|Forum topic by MadeinMT||posted 02-10-2014 12:19 AM||692 views||0 times favorited||1 reply|
02-10-2014 12:19 AM
Never had a planer/jointer as I mostly work with finished pine but wanted to start working with hardwood so I – at a leap of faith – bought a 1982 Inca on Ebay. Little did I know the odyssey I was embarking on.
The machine showed up damaged. No fault of the owner, the shipper apparently dropped it somewhere along the way. The aluminum motor mount was shattered, as was the electrical switch that is mounted on the motor. After much searching I replaced both of those, the shipper picked up the tab.
But there were still parts missing, such as the guard, and the thing just wasn’t operating well.
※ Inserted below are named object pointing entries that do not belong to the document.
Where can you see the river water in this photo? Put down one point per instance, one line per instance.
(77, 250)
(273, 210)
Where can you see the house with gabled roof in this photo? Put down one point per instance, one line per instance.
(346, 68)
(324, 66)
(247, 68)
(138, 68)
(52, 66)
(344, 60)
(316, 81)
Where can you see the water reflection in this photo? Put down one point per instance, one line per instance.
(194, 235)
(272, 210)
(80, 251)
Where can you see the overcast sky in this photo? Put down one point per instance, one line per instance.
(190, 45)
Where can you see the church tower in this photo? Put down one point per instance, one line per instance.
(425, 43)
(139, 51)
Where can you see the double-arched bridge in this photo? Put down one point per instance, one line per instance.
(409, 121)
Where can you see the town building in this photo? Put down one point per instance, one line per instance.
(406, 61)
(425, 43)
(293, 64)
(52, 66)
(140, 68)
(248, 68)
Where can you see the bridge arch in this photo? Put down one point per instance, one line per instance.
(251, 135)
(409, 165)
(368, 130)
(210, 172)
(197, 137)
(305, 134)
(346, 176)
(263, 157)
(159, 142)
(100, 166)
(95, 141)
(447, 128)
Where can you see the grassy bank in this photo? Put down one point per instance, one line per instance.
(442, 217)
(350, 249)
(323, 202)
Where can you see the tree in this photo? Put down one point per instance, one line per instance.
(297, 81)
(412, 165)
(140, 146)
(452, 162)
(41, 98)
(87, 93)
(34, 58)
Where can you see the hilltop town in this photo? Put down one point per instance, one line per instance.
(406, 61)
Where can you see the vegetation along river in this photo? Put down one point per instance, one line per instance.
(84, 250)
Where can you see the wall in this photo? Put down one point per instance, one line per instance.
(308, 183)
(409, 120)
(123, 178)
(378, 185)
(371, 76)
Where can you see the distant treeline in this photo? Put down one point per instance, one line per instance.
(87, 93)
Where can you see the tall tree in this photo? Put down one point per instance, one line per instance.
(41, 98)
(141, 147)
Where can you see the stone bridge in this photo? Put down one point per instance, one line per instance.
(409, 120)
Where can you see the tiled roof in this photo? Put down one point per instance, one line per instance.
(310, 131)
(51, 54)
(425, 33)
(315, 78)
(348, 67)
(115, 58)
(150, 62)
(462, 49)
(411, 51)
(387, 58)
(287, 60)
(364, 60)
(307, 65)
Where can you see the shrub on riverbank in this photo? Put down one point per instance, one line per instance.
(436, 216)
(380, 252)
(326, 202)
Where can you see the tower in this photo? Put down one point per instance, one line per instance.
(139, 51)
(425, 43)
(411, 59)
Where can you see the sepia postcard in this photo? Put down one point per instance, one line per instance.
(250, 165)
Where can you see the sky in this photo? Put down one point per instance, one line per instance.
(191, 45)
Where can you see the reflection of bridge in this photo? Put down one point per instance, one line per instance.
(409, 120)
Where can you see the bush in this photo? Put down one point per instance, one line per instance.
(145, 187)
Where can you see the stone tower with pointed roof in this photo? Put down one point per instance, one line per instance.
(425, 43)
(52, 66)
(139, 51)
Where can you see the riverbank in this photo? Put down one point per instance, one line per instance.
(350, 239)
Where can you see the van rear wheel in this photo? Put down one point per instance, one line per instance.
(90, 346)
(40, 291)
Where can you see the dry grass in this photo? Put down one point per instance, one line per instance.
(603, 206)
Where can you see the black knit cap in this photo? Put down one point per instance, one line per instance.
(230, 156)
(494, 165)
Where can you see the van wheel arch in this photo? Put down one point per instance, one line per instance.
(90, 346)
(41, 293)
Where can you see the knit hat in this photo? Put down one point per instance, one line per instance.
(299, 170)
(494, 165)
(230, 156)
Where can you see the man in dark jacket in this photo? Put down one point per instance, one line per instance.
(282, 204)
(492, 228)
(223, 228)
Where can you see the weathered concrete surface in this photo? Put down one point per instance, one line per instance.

In my inexperience, I did not know if that was due to the shipping damage or just because it was an old machine. It sat idle in my shop for 6+ months as I did not have the time nor knowledge to take it any further.
Then….....my elderly father happened to meet another older gentleman at his senior exercise class, and mentioned I was into woodworking. The gentleman, a fellow named Jim Clark, happened to be a shop teacher in his working life, and is a metalworking and woodworking power and hand tool JUNKY.
Jim offered to try and fix the P/J. When I dropped it off I found myself in his shop which is FILLED with machines and hand tools of all sorts. He took one look at my P/J and immediately knew all about it including who the manufacturer, was, what parts were missing, etc. He spun yarns about his visits to tool factories and the tools his father loved.
Jim has a network of fellow junkies that he contacted and within two weeks he had tracked down the missing parts and totally dismantled, repaired, and lubricated the machine.
I figure there might be a dozen guys like Jim in the country that can fix a machine like that and somehow I stumbled into his. What a miracle. I’m anxious to start working some hardwood.